Il giorno del ricordo di una guerra di sterminio senza esclusione di colpi

10 febbraio 2014, sono trascorsi ormai quasi settant’anni. La seconda guerra mondiale fu un conflitto terribile: una guerra di sterminio senza esclusione di colpi. Per Trieste, Gorizia, l’Istria, il Fiumano, Zara e le isole della Dalmazia, ambite dalla Jugoslavia titoista, significò l’insorgere di violenze peculiari determinate dalla volontà politica di eliminare chiunque potesse contrapporsi alle volontà annessionistiche jugoslave.

I massacri delle foibe, che già avevano colpito l’Istria nell’autunno del 1943, si ripeterono nel Triestino, nel Goriziano, nel Fiumano, a Pola nella primavera del 1945 ed oltre. E con essi deportazioni di massa e l’avvio di quel lungo, doloroso processo, forma di violenza anch’esso, che va sotto il nome di esodo e che vide il progressivo, difficile abbandono di quelle terre da parte della stragrande maggioranza della popolazione italiana.

Fu il collasso dell’italianità adriatica, la fine di un mondo e delle sue tradizioni secolari, di un’intera civiltà. Pagarono, quelle popolazioni, il prezzo della guerra, con un’Italia che non poteva, non aveva l’autorevolezza per difendere le proprie posizioni alle trattative che condussero al Trattato di pace di Parigi, firmato appunto il 10 febbraio 1947. Ma non fu pace; per molti allora iniziò l’esodo e con esso difficili esperienze esistenziali: i campi profughi e la problematica accoglienza in un’Italia annichilita dalla guerra.

Per altri, le speranze di poter sfuggire alle ambizioni territoriali jugoslave si prolungarono per altri otto anni nella precaria condizione “sospesa” della zona B, di un mai nato Territorio libero di Trieste.

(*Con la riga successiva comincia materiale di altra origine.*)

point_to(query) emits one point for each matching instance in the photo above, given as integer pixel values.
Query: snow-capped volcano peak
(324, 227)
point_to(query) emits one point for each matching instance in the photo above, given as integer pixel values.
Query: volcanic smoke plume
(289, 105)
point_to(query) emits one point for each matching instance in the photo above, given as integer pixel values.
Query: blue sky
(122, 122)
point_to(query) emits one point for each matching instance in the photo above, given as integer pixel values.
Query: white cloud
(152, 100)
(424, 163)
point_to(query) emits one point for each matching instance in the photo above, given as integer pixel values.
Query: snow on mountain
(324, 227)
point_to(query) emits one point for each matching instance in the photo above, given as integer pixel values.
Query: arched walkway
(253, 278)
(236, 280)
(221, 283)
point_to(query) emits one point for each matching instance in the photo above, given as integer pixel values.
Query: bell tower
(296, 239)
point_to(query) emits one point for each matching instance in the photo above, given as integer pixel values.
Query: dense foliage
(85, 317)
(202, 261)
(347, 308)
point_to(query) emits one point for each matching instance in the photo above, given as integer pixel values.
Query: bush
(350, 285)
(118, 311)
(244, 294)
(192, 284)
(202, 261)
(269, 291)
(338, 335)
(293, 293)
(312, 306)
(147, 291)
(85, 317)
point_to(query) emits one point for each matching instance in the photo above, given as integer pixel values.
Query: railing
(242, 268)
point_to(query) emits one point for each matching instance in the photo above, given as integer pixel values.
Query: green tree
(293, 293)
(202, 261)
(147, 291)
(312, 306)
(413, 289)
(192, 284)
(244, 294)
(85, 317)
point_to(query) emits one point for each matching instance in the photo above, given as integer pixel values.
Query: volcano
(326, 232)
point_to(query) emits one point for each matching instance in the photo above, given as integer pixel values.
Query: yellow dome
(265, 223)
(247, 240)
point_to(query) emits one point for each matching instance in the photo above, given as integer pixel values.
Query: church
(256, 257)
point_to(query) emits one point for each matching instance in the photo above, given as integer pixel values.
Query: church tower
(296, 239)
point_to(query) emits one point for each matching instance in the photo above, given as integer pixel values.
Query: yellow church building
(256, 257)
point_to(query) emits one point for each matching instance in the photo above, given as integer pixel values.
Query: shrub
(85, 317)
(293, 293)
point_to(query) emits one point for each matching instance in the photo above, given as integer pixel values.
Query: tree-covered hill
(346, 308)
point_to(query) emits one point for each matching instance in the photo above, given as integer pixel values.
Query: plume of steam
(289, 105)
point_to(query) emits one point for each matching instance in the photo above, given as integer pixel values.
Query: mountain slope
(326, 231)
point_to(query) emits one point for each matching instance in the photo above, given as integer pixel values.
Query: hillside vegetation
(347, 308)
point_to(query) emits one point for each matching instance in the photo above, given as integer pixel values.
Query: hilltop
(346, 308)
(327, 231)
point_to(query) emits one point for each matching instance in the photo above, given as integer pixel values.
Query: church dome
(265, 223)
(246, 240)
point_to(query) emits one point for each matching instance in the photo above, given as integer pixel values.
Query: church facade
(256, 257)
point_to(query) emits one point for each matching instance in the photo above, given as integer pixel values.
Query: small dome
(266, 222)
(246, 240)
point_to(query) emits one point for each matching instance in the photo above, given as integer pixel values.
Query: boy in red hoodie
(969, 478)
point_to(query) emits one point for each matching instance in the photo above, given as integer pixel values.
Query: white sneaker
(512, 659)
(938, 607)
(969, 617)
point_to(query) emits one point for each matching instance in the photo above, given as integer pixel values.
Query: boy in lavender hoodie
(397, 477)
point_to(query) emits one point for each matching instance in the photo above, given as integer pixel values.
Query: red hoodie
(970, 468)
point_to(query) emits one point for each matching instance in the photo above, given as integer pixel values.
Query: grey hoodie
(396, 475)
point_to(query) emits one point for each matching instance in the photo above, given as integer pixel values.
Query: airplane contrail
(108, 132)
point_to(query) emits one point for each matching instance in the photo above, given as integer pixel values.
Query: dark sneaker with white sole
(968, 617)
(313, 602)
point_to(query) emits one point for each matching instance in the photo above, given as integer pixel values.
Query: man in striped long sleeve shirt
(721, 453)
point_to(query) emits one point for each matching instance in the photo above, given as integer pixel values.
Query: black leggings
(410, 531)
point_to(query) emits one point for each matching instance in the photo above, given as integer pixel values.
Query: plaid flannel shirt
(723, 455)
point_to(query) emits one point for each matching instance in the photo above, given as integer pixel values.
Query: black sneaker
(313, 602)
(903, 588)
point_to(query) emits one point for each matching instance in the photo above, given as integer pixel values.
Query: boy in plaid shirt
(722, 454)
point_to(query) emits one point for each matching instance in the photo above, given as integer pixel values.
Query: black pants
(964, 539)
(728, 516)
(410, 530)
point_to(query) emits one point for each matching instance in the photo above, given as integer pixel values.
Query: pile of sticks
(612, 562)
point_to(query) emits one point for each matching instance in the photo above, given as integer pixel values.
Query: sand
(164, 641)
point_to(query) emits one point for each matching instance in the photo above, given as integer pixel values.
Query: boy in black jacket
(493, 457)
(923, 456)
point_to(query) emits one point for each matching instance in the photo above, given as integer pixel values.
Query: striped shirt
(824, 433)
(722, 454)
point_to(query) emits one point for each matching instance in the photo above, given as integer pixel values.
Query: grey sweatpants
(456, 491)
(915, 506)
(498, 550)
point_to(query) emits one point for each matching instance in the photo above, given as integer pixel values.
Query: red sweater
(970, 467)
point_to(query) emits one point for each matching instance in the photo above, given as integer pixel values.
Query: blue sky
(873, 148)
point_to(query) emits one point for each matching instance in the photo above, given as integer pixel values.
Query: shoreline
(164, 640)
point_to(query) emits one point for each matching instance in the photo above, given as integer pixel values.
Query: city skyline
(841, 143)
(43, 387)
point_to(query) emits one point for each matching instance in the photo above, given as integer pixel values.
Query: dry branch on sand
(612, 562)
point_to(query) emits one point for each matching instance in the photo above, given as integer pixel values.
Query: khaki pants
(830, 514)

Poi, con il Memorandum di Londra del 1954, anche queste esili speranze vennero meno; si verificò così un nuovo “grande esodo”, che ebbe questa volta soprattutto in Trieste, finalmente riassegnata all’Italia, e in Gorizia le sue mete. Ciò pose al territorio della Venezia Giulia seri problemi per far fronte all’emergenza determinata dall’accoglienza di persone che avevano tutto perduto.

Le popolazioni istriane, fiumane e dalmate fronteggiarono quelle avversità con compostezza e dignità; e molti, pur nelle difficoltà, seppero accoglierli, farsene cura, dare loro una prospettiva di integrazione in una patria che era la loro, ma che talora si rivelò matrigna Le Acli triestine, in particolare, si prodigarono con spirito fraterno per offrire accoglienza e speranza agli esuli.

Questo accadde nella Venezia Giulia nel lungo secondo dopoguerra giuliano. Questo si ripete, oggi, in altri angoli del mondo. Sta a noi fare tesoro di quella terribile esperienza, trarne una lezione per rendere migliore il tempo che ci è dato di vivere. Per noi, è quindi fondamentale ricordare, portare nel cuore, per conservare la memoria di storie, persone, vicende che hanno provato sulla loro pelle ciò che, oggi, altri provano altrove; altri che bussano alle nostre porte e che è nostro dovere accogliere; per rendere meno amari, per quanto possibile, l’esilio, la lontananza, l’abbandono delle proprie radici.